Kennedy, vétéran de la seconde guerre mondiale, jouissait toujours d'une bonne réputation en Yougoslavie grâce à son soutien à la cause antifasciste.

Une fois, quand il était encore sénateur, il a même visité le pays pendant sa tournée européenne.

Les membres du 8ème hôpital d'évacuation de l'armée des États-Unis à Skopje, après le séisme de 1963. L’unité a été aéroportée jusqu’au lieu du sinistre pour fournir des soins médicaux aux victimes. Photo du domaine public via Wikipédia.

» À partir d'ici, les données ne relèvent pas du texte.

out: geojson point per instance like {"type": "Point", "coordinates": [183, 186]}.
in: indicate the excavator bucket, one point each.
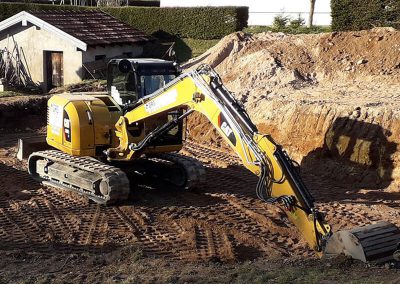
{"type": "Point", "coordinates": [27, 146]}
{"type": "Point", "coordinates": [375, 243]}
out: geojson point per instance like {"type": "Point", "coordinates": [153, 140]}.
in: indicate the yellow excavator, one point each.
{"type": "Point", "coordinates": [94, 139]}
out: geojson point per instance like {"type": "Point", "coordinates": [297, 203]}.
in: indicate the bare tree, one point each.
{"type": "Point", "coordinates": [311, 16]}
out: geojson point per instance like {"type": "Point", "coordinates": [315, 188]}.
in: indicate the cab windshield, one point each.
{"type": "Point", "coordinates": [151, 83]}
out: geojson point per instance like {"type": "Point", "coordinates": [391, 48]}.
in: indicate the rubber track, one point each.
{"type": "Point", "coordinates": [115, 178]}
{"type": "Point", "coordinates": [194, 169]}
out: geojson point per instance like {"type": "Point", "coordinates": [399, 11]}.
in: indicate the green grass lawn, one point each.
{"type": "Point", "coordinates": [288, 29]}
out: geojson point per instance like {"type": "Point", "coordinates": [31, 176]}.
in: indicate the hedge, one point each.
{"type": "Point", "coordinates": [364, 14]}
{"type": "Point", "coordinates": [196, 22]}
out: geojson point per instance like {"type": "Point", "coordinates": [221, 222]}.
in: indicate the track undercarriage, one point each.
{"type": "Point", "coordinates": [106, 184]}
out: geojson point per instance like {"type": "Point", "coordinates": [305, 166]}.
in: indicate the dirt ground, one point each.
{"type": "Point", "coordinates": [332, 100]}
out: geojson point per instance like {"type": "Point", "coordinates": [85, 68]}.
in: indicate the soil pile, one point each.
{"type": "Point", "coordinates": [332, 96]}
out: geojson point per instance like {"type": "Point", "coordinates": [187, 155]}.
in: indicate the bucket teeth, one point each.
{"type": "Point", "coordinates": [375, 243]}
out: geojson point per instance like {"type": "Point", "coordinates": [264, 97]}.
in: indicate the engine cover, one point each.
{"type": "Point", "coordinates": [78, 124]}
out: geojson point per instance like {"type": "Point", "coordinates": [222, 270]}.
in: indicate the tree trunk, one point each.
{"type": "Point", "coordinates": [311, 16]}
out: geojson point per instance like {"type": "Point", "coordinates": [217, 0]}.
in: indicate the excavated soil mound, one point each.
{"type": "Point", "coordinates": [22, 113]}
{"type": "Point", "coordinates": [330, 97]}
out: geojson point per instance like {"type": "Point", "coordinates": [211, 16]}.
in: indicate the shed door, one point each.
{"type": "Point", "coordinates": [55, 77]}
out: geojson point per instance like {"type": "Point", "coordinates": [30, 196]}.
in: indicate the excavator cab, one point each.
{"type": "Point", "coordinates": [129, 80]}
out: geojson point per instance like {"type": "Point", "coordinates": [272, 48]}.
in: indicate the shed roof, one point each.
{"type": "Point", "coordinates": [83, 28]}
{"type": "Point", "coordinates": [92, 27]}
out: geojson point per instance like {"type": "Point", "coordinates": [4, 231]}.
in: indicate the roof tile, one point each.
{"type": "Point", "coordinates": [92, 27]}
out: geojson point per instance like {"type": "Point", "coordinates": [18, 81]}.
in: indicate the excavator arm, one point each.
{"type": "Point", "coordinates": [202, 90]}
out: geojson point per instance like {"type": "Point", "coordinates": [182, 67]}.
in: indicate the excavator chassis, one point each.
{"type": "Point", "coordinates": [107, 184]}
{"type": "Point", "coordinates": [87, 176]}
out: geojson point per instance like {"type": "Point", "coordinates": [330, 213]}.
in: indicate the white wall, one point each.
{"type": "Point", "coordinates": [262, 12]}
{"type": "Point", "coordinates": [34, 41]}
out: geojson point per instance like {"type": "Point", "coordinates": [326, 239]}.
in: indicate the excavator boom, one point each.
{"type": "Point", "coordinates": [279, 182]}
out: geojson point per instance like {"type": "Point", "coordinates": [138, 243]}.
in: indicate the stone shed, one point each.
{"type": "Point", "coordinates": [57, 46]}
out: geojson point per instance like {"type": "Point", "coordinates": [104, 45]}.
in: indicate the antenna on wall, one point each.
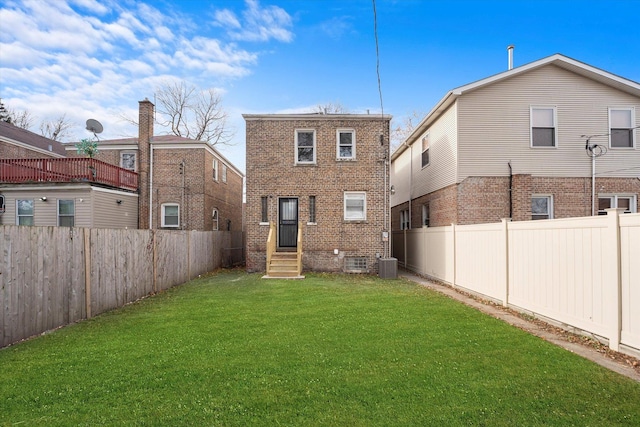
{"type": "Point", "coordinates": [95, 127]}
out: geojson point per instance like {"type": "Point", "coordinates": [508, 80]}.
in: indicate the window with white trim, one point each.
{"type": "Point", "coordinates": [541, 206]}
{"type": "Point", "coordinates": [128, 161]}
{"type": "Point", "coordinates": [66, 213]}
{"type": "Point", "coordinates": [214, 218]}
{"type": "Point", "coordinates": [312, 209]}
{"type": "Point", "coordinates": [425, 215]}
{"type": "Point", "coordinates": [621, 127]}
{"type": "Point", "coordinates": [355, 205]}
{"type": "Point", "coordinates": [264, 205]}
{"type": "Point", "coordinates": [305, 146]}
{"type": "Point", "coordinates": [170, 215]}
{"type": "Point", "coordinates": [425, 149]}
{"type": "Point", "coordinates": [24, 212]}
{"type": "Point", "coordinates": [622, 201]}
{"type": "Point", "coordinates": [405, 222]}
{"type": "Point", "coordinates": [346, 140]}
{"type": "Point", "coordinates": [543, 127]}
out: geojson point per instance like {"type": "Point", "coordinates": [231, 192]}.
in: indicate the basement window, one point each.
{"type": "Point", "coordinates": [170, 215]}
{"type": "Point", "coordinates": [355, 265]}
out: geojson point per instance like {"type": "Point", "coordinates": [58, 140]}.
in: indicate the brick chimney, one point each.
{"type": "Point", "coordinates": [145, 133]}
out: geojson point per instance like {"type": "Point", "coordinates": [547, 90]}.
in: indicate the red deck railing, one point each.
{"type": "Point", "coordinates": [76, 169]}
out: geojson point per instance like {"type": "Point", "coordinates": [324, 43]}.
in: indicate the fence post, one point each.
{"type": "Point", "coordinates": [87, 271]}
{"type": "Point", "coordinates": [614, 286]}
{"type": "Point", "coordinates": [505, 246]}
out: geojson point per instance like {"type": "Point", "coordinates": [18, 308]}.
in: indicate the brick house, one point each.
{"type": "Point", "coordinates": [40, 186]}
{"type": "Point", "coordinates": [183, 183]}
{"type": "Point", "coordinates": [322, 178]}
{"type": "Point", "coordinates": [554, 138]}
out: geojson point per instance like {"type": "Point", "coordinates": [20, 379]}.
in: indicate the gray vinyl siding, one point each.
{"type": "Point", "coordinates": [94, 207]}
{"type": "Point", "coordinates": [441, 171]}
{"type": "Point", "coordinates": [494, 127]}
{"type": "Point", "coordinates": [400, 178]}
{"type": "Point", "coordinates": [107, 213]}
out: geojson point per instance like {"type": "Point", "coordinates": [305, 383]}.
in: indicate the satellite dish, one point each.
{"type": "Point", "coordinates": [94, 126]}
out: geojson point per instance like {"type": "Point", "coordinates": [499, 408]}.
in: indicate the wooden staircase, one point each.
{"type": "Point", "coordinates": [283, 265]}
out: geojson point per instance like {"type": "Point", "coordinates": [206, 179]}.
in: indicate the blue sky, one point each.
{"type": "Point", "coordinates": [98, 58]}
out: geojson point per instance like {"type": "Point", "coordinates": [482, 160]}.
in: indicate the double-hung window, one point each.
{"type": "Point", "coordinates": [621, 128]}
{"type": "Point", "coordinates": [128, 161]}
{"type": "Point", "coordinates": [543, 127]}
{"type": "Point", "coordinates": [214, 219]}
{"type": "Point", "coordinates": [66, 213]}
{"type": "Point", "coordinates": [24, 209]}
{"type": "Point", "coordinates": [346, 140]}
{"type": "Point", "coordinates": [425, 215]}
{"type": "Point", "coordinates": [355, 205]}
{"type": "Point", "coordinates": [312, 209]}
{"type": "Point", "coordinates": [621, 201]}
{"type": "Point", "coordinates": [425, 150]}
{"type": "Point", "coordinates": [170, 215]}
{"type": "Point", "coordinates": [264, 209]}
{"type": "Point", "coordinates": [405, 221]}
{"type": "Point", "coordinates": [541, 207]}
{"type": "Point", "coordinates": [305, 146]}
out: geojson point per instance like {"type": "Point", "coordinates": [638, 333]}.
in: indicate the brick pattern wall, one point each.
{"type": "Point", "coordinates": [271, 172]}
{"type": "Point", "coordinates": [486, 199]}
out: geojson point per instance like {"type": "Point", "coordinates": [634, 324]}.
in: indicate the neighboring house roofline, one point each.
{"type": "Point", "coordinates": [30, 147]}
{"type": "Point", "coordinates": [577, 67]}
{"type": "Point", "coordinates": [161, 141]}
{"type": "Point", "coordinates": [316, 116]}
{"type": "Point", "coordinates": [24, 138]}
{"type": "Point", "coordinates": [168, 145]}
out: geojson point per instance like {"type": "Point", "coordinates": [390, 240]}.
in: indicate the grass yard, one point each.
{"type": "Point", "coordinates": [231, 349]}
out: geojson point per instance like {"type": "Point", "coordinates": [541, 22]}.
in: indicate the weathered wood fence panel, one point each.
{"type": "Point", "coordinates": [53, 276]}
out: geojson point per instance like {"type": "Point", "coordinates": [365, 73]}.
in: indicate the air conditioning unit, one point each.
{"type": "Point", "coordinates": [388, 268]}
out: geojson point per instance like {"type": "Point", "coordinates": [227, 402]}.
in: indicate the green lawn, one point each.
{"type": "Point", "coordinates": [231, 349]}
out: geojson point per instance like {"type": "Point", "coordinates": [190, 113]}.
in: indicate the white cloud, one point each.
{"type": "Point", "coordinates": [98, 58]}
{"type": "Point", "coordinates": [258, 24]}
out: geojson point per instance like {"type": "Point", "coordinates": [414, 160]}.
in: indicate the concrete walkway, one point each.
{"type": "Point", "coordinates": [619, 366]}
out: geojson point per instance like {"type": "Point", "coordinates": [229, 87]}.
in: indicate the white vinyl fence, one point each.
{"type": "Point", "coordinates": [580, 272]}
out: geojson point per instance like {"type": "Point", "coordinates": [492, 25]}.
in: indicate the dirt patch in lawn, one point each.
{"type": "Point", "coordinates": [586, 346]}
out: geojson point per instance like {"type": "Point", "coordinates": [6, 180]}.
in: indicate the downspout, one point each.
{"type": "Point", "coordinates": [150, 185]}
{"type": "Point", "coordinates": [182, 206]}
{"type": "Point", "coordinates": [593, 183]}
{"type": "Point", "coordinates": [510, 190]}
{"type": "Point", "coordinates": [410, 181]}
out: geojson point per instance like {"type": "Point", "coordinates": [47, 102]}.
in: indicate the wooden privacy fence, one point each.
{"type": "Point", "coordinates": [579, 272]}
{"type": "Point", "coordinates": [53, 276]}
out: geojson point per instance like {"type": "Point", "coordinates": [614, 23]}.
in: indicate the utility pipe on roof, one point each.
{"type": "Point", "coordinates": [510, 51]}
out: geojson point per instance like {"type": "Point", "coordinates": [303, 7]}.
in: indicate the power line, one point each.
{"type": "Point", "coordinates": [375, 33]}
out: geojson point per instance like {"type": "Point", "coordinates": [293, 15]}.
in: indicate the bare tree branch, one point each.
{"type": "Point", "coordinates": [22, 119]}
{"type": "Point", "coordinates": [191, 113]}
{"type": "Point", "coordinates": [56, 130]}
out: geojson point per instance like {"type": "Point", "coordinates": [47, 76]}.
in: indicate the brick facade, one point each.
{"type": "Point", "coordinates": [272, 173]}
{"type": "Point", "coordinates": [479, 200]}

De plus, en juillet 1963, un tremblement de terre a dévasté Skopje, tuant plus de 1070 personnes et en laissant environ 200 000 sans-abri. L'aide des États-Unis ne s'est pas fait attendre. Seulement deux jours après la terrible catastrophe, l’armée des États-Unis a soutenu les services hospitaliers à soigner des centaines de blessés. L’administration de Kennedy a continué à fournir de l’aide à de nombreux enfants, y compris des logements provisoires. Grâce à cette réaction rapide, Kennedy a obtenu son statut de héros chez les Yougoslaves ordinaires.

L’amélioration des relations a culminé avec la première visite du dirigeant yougoslave Josip Broz Tito à la Maison Blanche en octobre 1963. La rencontre amicale entre les deux dirigeants est amplement consignée dans les documents de la librairie présidentielle J. F. Kennedy. En Yougoslavie, cette rencontre a servi comme preuve de la grandeur de son dirigeant et par association, à la mise en exergue de l’importance du pays sur la scène mondiale en dépit de sa petite taille.

Tous les facteurs mentionnés ci-dessus expliquent l’intensité du choc et du deuil après l’assassinat de Kennedy le 22 novembre 1963.

A sa façon, l'épopée « Mort à Dallas » avait livré un enregistrement des émotions qui ont trouvé écho parmi les gens ordinaires, de la  Slovénie à la Macédoine.

Pendant les années 1970 et 1980, alors que le public se tournait vers des formats plus courts, chanter les épopées est devenu moins populaire. Pourtant quelques factions nationalistes engagées dans les guerres des Balkans au cours des années 1990 ont intégré ce chant dans leur propagande. Un moyen de montrer qu’ils sont des défenseurs de la tradition. Quant au chant de l'épopée, il est certes encore pratiqué, mais presque exclusivement dans le cadre de la préservation de la tradition folklorique.